Hi there, wondering if anyone is able to help me identify this lip watch.

I won it at an auction and really like the retro feel to the watch. Searched and researched for more specific details on it but can find none, hoping one of you kind folks will be able to shed some more light on it.

Thanks for reading and for your replies!


----------



## PDXWatchCollector (Nov 15, 2013)

If you can show us a picture of the movement, that might help us provide any more information.

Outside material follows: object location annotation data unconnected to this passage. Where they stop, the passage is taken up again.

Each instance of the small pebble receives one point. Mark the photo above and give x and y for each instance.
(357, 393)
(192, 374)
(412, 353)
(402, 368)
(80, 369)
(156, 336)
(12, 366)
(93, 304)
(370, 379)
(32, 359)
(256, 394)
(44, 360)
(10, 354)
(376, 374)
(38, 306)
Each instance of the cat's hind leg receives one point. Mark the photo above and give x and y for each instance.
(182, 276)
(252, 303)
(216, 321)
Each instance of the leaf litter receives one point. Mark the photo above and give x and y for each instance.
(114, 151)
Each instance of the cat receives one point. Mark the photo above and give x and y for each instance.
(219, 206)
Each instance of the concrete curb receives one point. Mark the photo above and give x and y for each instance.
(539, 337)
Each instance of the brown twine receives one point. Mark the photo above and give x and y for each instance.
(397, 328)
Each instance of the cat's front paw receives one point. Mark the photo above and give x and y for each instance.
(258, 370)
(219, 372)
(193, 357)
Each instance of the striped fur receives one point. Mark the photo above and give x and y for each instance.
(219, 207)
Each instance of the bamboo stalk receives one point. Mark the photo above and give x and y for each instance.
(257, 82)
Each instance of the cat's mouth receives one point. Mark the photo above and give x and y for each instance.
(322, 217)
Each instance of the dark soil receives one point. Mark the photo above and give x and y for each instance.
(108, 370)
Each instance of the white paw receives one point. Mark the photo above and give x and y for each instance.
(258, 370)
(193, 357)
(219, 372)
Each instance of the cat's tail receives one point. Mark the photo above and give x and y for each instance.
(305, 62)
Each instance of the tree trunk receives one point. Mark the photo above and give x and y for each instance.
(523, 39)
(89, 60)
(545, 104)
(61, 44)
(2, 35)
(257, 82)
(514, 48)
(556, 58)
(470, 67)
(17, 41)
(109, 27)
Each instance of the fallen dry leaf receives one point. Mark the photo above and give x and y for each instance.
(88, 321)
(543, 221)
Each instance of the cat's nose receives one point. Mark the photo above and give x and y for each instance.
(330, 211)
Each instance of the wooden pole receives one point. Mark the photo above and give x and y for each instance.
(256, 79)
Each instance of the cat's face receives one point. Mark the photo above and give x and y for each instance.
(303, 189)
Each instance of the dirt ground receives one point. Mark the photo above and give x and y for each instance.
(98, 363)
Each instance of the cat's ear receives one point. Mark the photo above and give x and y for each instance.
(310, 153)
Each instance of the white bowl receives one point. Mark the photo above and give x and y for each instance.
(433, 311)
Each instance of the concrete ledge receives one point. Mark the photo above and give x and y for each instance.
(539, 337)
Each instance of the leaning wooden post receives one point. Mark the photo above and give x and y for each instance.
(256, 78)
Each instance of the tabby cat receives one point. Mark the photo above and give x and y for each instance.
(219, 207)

At this point, I can tell you that Lip was a French watch manufacturer (there is a Lip company today, but it's basically unrelated except in name to the one that made your watch), your specimen looks to be in a chrome-plated case with a stainless back, and I'm guessing it's manual wind - you've already sussed that it's likely from the 70s based on the style.


----------



## samo76 (May 29, 2015)

Hi, thanks for your reply and the information provided. Yes you are right the watch is a manual wind, I will have to look out my case opening tool and get back to you with a photo of the movement.

Thanks


----------



## samo76 (May 29, 2015)




----------



## johnbaz (Jan 30, 2005)

Hi

I have two lips! :biggrin: , Both are identical models though one has had a hard life and the other was like new old stock when I bought it!!



















I think Lip were most famous for producing some zany watches that were D shaped and had brightly coloured ball winding crowns!! :wacko:

John :smile:


----------



## samo76 (May 29, 2015)

Awesome John, thanks for the pictures.

i have seen the off the wall watches they produced, I would quite like one myself.


----------



## PDXWatchCollector (Nov 15, 2013)

> Hi
> 
> I have two lips! :biggrin: , Both are identical models though one has had a hard life and the other was like new old stock when I bought it!!
> 
> ...


 You're talking about the Roger Tallon designed watches ... they're great!


----------



## johnbaz (Jan 30, 2005)

PDXWatchCollector said:


> > Hi
> >
> > I have two lips! :biggrin: , Both are identical models though one has had a hard life and the other was like new old stock when I bought it!!
> >
> ...


Many thanks for that!

I'd forgotten the designers name!, I've read anything about them in years but when 'Lip' was posted, the watches popped back into my head!! :biggrin:

Regards, John :smile:


----------